BLADE RUNNER 2049 – (15) 163mins
I WAS among the first ten people in the UK to see this – and the nervousness of my fellow critics was something new for me.
After a year of huge disappointments we were all praying for something that would, for once, live up to its hype.
As the lights dimmed, a collective breath was drawn.
More than two-and-a-half hours later, we emerged sure we had witnessed one of the biggest triumphs of the year and pondering whether Blade Runner 2049 is among the greatest sci-fi films ever.
A week later I’m in no doubt whatsoever. I enjoyed this infinitely more than the original and I’m 100 per cent behind the thinking that Denis Villeneuve is the greatest filmmaker alive.
It’s 2049: 30 years since Roy Batty spoke of the Tannhauser Gate and what feels like a lifetime since Deckard had some pretty heavy questions to ask himself.
Now we have LAPD officer K (Ryan Gosling), a new Blade Runner, scouring the streets of Los Angeles for Deckard (missing since we last saw him) as he may hold the answers to a long-held secret which could have cataclysmic consequences for the world.

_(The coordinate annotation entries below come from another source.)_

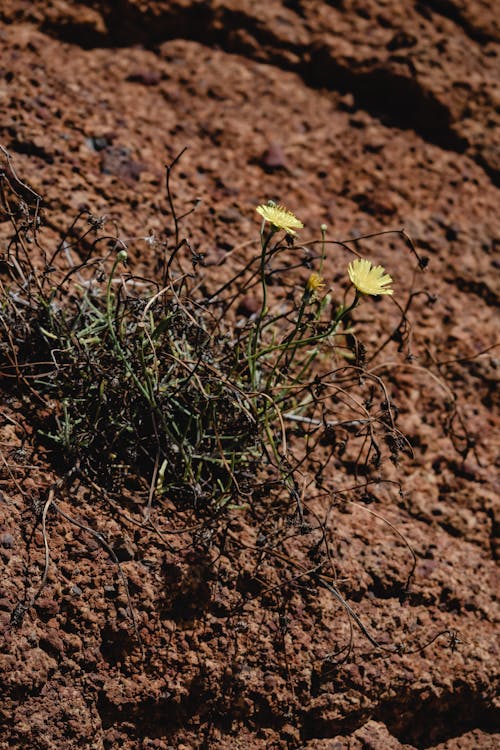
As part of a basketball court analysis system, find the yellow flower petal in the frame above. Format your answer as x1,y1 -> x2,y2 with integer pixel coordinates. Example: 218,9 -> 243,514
347,258 -> 393,295
306,273 -> 325,294
255,201 -> 304,234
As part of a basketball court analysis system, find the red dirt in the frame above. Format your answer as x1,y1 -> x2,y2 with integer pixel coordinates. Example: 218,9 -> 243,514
0,0 -> 500,750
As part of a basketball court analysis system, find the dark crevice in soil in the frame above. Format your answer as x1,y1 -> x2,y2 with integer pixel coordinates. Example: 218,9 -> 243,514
34,0 -> 500,184
373,685 -> 500,750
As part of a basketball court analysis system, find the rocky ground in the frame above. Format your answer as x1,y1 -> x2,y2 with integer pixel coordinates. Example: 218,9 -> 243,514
0,0 -> 500,750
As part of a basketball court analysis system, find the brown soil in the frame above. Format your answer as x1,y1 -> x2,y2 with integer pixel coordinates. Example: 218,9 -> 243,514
0,0 -> 500,750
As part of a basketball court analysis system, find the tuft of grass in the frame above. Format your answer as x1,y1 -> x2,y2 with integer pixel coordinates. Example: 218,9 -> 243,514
0,148 -> 468,653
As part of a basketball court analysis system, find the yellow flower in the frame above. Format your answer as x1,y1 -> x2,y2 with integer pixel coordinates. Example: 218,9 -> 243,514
255,201 -> 304,234
306,273 -> 325,294
348,258 -> 393,294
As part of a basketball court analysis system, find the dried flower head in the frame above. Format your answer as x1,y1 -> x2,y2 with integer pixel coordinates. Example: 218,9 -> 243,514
348,258 -> 393,294
255,201 -> 304,234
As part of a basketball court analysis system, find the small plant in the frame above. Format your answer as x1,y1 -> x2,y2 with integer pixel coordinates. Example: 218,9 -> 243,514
0,151 -> 464,664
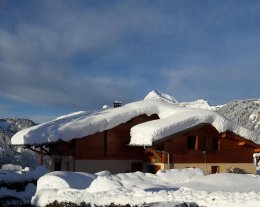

Erm, that’s kind of all I can say about the plot line, to be honest.
I can say Jared Leto crops up as Niander Wallace, head of a mysterious company, as does Robin Wright as a police lieutenant and Ana de Armas, wonderful as synthetic companion Joi. But as to their place in this story, nope . . . not a sausage, I’m afraid.
This is very much Ryan Gosling’s film though. He has really come of age here. Of course, all the time you’re watching, you’re waiting. Waiting for Deckard.
As with The Force Awakens and the fourth Indiana Jones, it’s always about Harrison Ford. Thankfully, this is not a phoned-in cameo. This is a wonderfully crafted story, a follow-up worthy of the company it keeps. And I haven’t even started on the visuals . . . holy moly!
If this film belongs to anyone, it’s director of photography Roger Deakins. It’s a stunning sight to behold. The whole universe is EXACTLY as it should be.
There are too many moments to choose from but if I were on the Oscars judging panel, I’d be looking at the memory-making, the holographic sex scene or a watery fight scene very closely indeed.
While seeing the original will make those big reveals and plot twists all the more pant-wetting, Blade Runner 2049 works as an epic tale in its own right. This is a very special film indeed.